Thursday, 30 May 2013

Eggs in Clouds

This is a really fun & cute idea for cooking eggs that kids will love! It is almost like a savoury breakfast meringue. You can chuck in all sorts to flavour it - spring onion, cooked chorizo, grated cheese, etc. In this version I just use some parmesan and served them with bacon & mushrooms for a hearty brunch. Use an electric hand whisk, if you have one, to save time. Beat the eggs until white & fluffy.

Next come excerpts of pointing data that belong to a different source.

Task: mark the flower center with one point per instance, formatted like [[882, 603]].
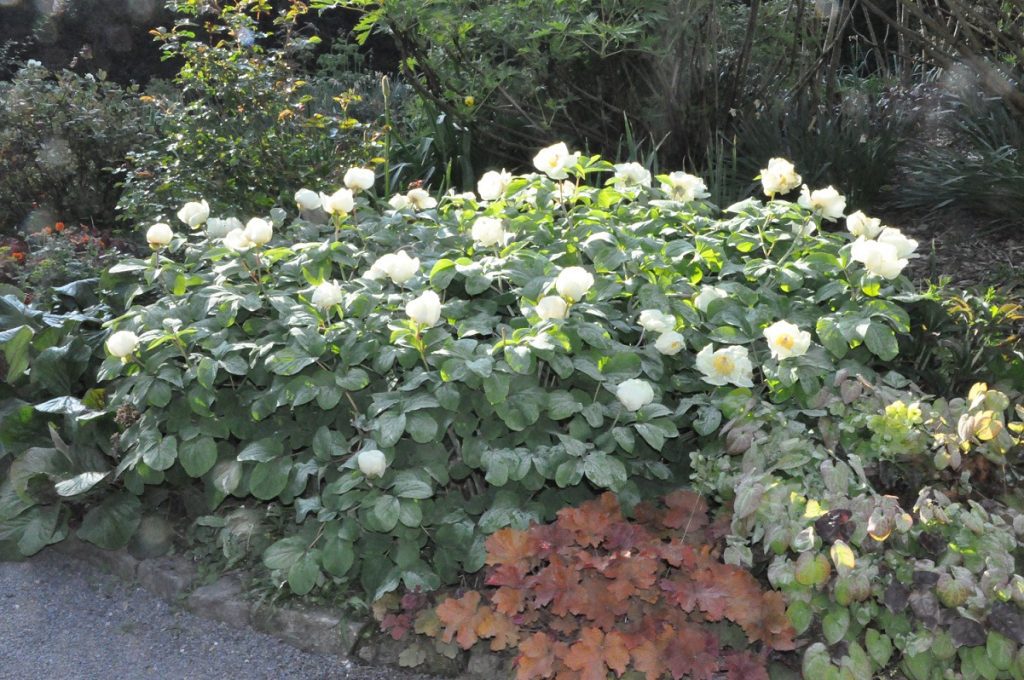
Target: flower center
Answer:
[[723, 365]]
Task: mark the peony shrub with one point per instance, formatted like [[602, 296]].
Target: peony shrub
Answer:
[[411, 377]]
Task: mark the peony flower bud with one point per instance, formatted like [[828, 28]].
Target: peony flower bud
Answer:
[[340, 203], [259, 231], [684, 187], [372, 463], [238, 241], [728, 365], [654, 321], [327, 295], [420, 199], [825, 202], [860, 224], [425, 309], [555, 161], [785, 340], [631, 174], [194, 214], [779, 177], [572, 283], [707, 294], [359, 179], [307, 199], [122, 343], [635, 393], [493, 184], [488, 231], [551, 306], [159, 235], [670, 343]]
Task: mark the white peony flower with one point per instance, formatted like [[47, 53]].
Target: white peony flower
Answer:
[[654, 321], [425, 309], [728, 365], [882, 259], [398, 202], [860, 224], [572, 283], [493, 184], [552, 306], [399, 267], [635, 393], [670, 343], [372, 462], [122, 344], [420, 199], [238, 241], [785, 340], [340, 203], [684, 187], [555, 161], [159, 235], [631, 174], [488, 231], [327, 295], [258, 230], [359, 179], [194, 214], [707, 294], [779, 177], [825, 202], [904, 247], [307, 199], [218, 228]]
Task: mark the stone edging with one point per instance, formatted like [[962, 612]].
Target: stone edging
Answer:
[[311, 629]]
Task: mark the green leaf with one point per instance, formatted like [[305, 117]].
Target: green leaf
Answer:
[[290, 360], [830, 336], [112, 523], [338, 557], [882, 341], [262, 451], [80, 483], [385, 513], [561, 405], [421, 426], [268, 479], [389, 427], [835, 625], [198, 456], [162, 456], [604, 471], [880, 647], [302, 574], [206, 372], [286, 552], [413, 484]]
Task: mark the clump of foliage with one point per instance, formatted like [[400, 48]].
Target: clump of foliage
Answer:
[[61, 137], [243, 122], [593, 592]]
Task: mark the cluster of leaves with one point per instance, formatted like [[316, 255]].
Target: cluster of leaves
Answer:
[[49, 364], [241, 124], [60, 134], [875, 586], [593, 593]]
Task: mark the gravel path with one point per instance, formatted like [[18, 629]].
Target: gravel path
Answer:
[[64, 620]]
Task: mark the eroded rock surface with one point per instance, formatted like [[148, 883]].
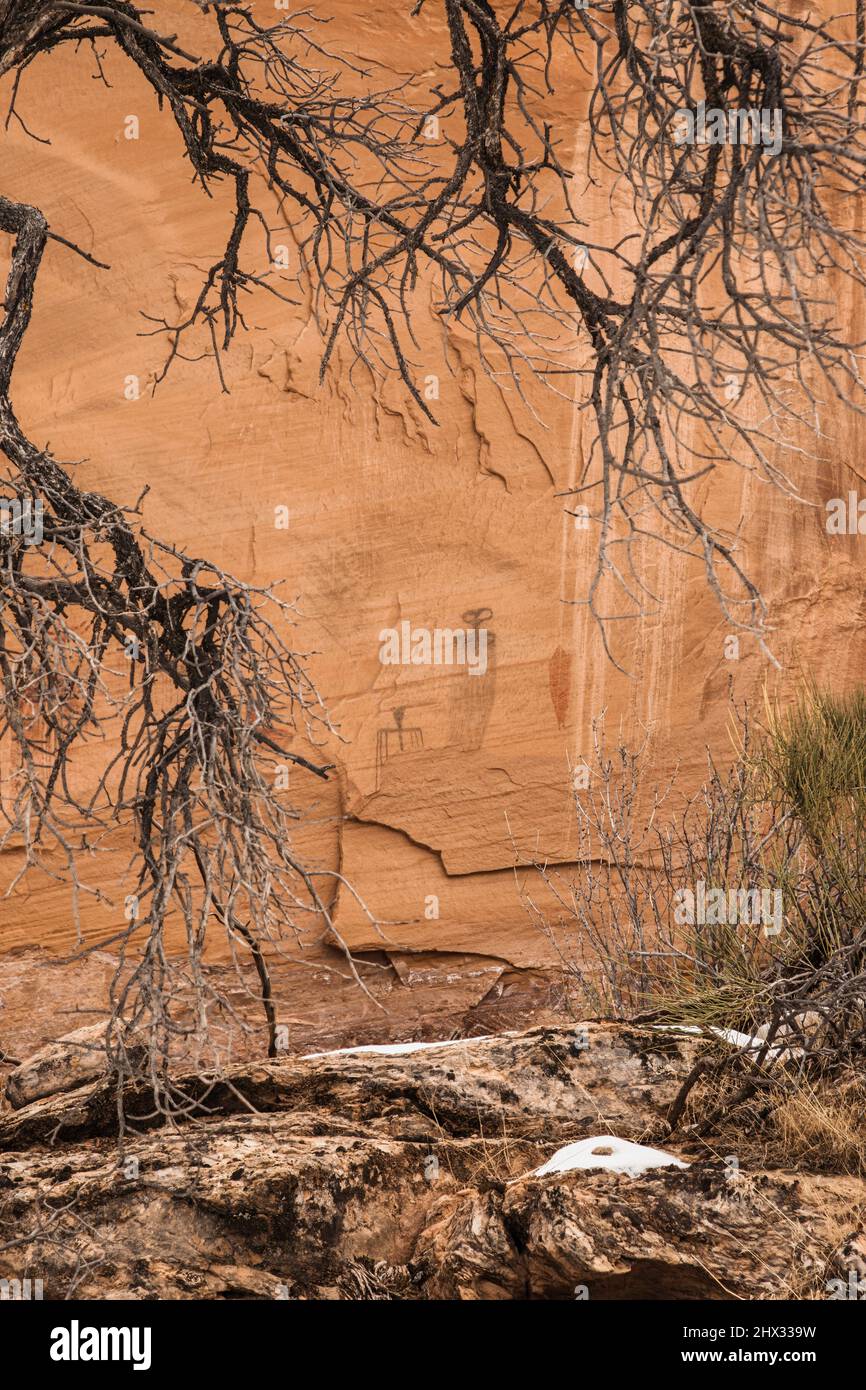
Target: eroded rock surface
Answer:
[[407, 1175]]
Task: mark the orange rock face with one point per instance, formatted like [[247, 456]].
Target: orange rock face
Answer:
[[448, 777]]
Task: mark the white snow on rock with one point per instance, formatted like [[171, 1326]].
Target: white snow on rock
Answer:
[[617, 1155], [396, 1048], [745, 1041]]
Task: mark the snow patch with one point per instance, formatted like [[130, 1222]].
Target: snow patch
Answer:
[[745, 1041], [617, 1155], [396, 1048]]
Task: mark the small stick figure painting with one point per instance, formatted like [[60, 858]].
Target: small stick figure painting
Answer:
[[395, 740]]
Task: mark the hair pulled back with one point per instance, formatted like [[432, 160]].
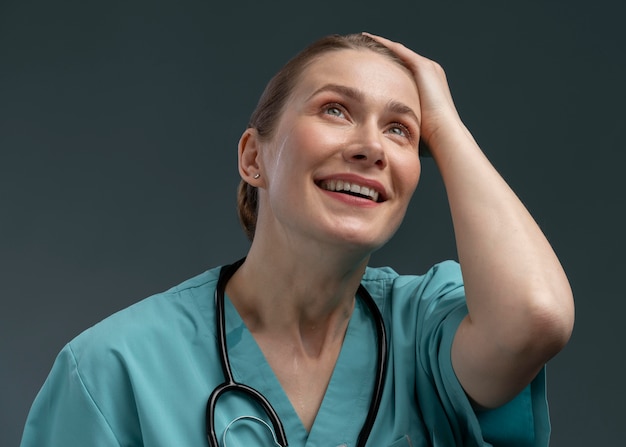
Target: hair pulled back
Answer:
[[272, 101]]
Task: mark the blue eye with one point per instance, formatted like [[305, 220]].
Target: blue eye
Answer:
[[333, 111], [400, 130]]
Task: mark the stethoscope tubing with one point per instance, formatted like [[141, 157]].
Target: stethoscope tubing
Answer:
[[231, 385]]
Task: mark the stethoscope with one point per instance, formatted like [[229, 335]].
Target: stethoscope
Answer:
[[230, 384]]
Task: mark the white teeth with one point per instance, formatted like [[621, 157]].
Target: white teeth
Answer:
[[340, 185]]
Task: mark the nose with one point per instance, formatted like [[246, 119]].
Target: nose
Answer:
[[366, 147]]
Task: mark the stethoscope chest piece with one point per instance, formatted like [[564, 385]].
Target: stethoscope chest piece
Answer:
[[231, 385]]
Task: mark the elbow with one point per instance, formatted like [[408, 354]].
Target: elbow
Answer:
[[548, 327]]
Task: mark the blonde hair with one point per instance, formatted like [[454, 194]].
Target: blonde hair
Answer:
[[270, 106]]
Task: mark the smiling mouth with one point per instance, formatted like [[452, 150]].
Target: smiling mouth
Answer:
[[352, 189]]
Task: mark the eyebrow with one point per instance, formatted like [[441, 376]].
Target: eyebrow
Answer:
[[352, 93]]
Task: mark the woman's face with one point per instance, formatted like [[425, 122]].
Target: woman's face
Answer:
[[343, 162]]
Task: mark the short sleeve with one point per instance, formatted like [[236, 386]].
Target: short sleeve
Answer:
[[64, 414], [522, 422]]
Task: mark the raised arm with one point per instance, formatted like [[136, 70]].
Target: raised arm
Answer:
[[521, 310]]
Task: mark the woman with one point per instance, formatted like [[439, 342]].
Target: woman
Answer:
[[328, 164]]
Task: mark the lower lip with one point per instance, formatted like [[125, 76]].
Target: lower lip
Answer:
[[351, 200]]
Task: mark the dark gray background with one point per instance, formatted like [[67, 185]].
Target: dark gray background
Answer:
[[118, 129]]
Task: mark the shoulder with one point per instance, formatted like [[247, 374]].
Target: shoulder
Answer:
[[441, 279], [173, 313]]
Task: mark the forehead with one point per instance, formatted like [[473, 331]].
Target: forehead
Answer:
[[372, 73]]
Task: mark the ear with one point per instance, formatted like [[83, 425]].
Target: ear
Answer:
[[249, 157]]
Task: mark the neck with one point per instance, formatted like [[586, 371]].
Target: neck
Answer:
[[307, 299]]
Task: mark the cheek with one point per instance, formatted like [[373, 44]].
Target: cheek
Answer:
[[408, 171]]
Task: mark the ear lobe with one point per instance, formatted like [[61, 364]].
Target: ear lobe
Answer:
[[248, 158]]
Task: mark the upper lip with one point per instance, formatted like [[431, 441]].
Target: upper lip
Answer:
[[353, 179]]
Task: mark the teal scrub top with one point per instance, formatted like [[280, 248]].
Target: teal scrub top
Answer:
[[142, 377]]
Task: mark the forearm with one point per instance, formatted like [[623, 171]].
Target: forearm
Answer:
[[518, 296]]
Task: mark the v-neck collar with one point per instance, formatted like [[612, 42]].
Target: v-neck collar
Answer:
[[347, 398]]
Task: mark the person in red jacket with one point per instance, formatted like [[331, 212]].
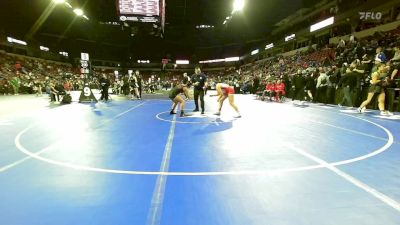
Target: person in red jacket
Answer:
[[269, 90], [280, 90]]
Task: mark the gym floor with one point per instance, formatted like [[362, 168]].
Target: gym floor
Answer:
[[130, 162]]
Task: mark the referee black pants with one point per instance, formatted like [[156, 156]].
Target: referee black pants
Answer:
[[199, 93], [104, 94]]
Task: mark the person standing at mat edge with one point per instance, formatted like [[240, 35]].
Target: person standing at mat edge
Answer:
[[199, 81], [105, 84], [175, 96]]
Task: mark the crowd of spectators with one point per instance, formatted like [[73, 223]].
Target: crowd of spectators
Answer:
[[320, 75], [21, 74], [316, 75]]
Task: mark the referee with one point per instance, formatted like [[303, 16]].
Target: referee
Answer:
[[199, 81]]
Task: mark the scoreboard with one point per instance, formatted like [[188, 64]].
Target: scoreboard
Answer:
[[148, 11], [139, 7]]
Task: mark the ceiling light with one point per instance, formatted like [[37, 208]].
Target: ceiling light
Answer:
[[78, 12], [238, 5]]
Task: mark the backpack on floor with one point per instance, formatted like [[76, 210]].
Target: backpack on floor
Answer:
[[67, 99]]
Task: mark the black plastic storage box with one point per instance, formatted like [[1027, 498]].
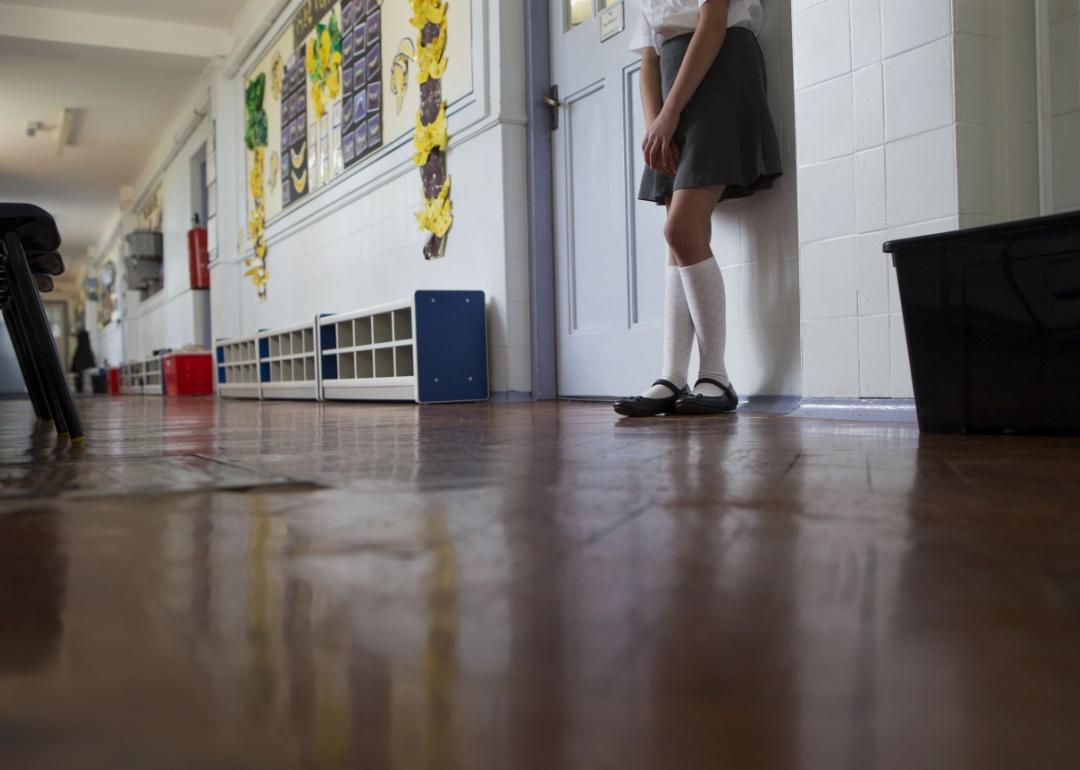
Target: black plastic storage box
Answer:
[[993, 323]]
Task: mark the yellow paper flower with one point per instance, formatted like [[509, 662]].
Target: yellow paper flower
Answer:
[[324, 49], [431, 136]]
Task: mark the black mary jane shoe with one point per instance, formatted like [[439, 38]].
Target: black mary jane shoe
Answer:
[[639, 406], [693, 404]]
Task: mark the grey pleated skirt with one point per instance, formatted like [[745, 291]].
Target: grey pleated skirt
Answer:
[[726, 132]]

Allow 1 or 2 eggs per person.

Parmesan (or any other ingredient you would like to add, such as spring onion, grated cheese etc)
Salt & pepper

Preheat your oven to 200c.

Start by carefully separating the egg whites & yolks. Keep the yolks intact! Whisk the egg whites until they are thick, white & fluffy. Add a teaspoon of permesan per egg and carefully fold in into the mixture. Season & spoon onto a baking sheet. Divide the mixture into equal parts totalling the amount of eggs you used. Make a small well in the top of each mound, and carefully add back the yolk. Place into the oven on the middle shelf for 5 minutes. If you like runnier yolk, cook the whites for 3 minutes before adding the yolks & returning to the oven.

Wednesday, 29 May 2013

Aubergine Melts

Aubergines (or eggplants for my US readers!), I find, are the meatiest tasting vegetable out there. I can eat one of these and not feel like I am missing the meat part of my meal. I ate a whole one for my lunch, or you could have half with a couscous side dish. I couldn't entice any of my children to try it though! Not even the veg-loving one wanted to taste it. I loved it though, and will have it again soon.

Serves 1-2

1 whole aubergine
Olive oil
2 tablespoons pesto
1 ball of mozzarella, drained & sliced
6 cherry tomatoes, halved
Basil leaves to garnish

Preheat the oven to 200c. Cut the aubergine in half and drizzle with olive oil. Roast in the oven for 20 minutes. Spread a tablespoon of pesto on each half, then top with sliced mozzarella and then finish with the cherry tomato halves. Pop back into the oven for anther 5 minutes, until the cheese has melted & tomatoes softened. Sprinkle with basil.

Tuesday, 28 May 2013

Smokey Pork Burgers

These burgers are flavoured with lovely smoked bacon & paprika to give a wonderful taste. They are great for a BBQ or just grilled indoors. Serve with some lovely BBQ sauce and some applewood smoked cheese & salad. I served mine with hommade coleslaw and onion rings, for a great American feel. I love finding recipes that use pork mince as its a nice budget-friendly meat. This recipe will make 4 burgers.

olive oil, for frying
500g pork mince
4 rashers of smoked  bacon, finely chopped
1 shallot - peeled and finely chopped
1 teaspoon smoked paprika

Gently fry the shallot & bacon for a few minutes in the olive oil, over a medium heat, until the shallot is  translucent and the bacon crispy. Add the paprika and continue to cook for a further minute. Remove from the heat, allow to cool slightly then add to a mixing bowl with the pork mince and season. Combine the mixture with the mince using your hands, then divide into 4 equal parts. Form into patties. Cook the patties in a grill or an oiled frying pan on a medium heat. Cook for around 4 minutes each side, until cooked through. Arrange on bread rolls with salad, smoked cheese slices, BBQ sauce & serve.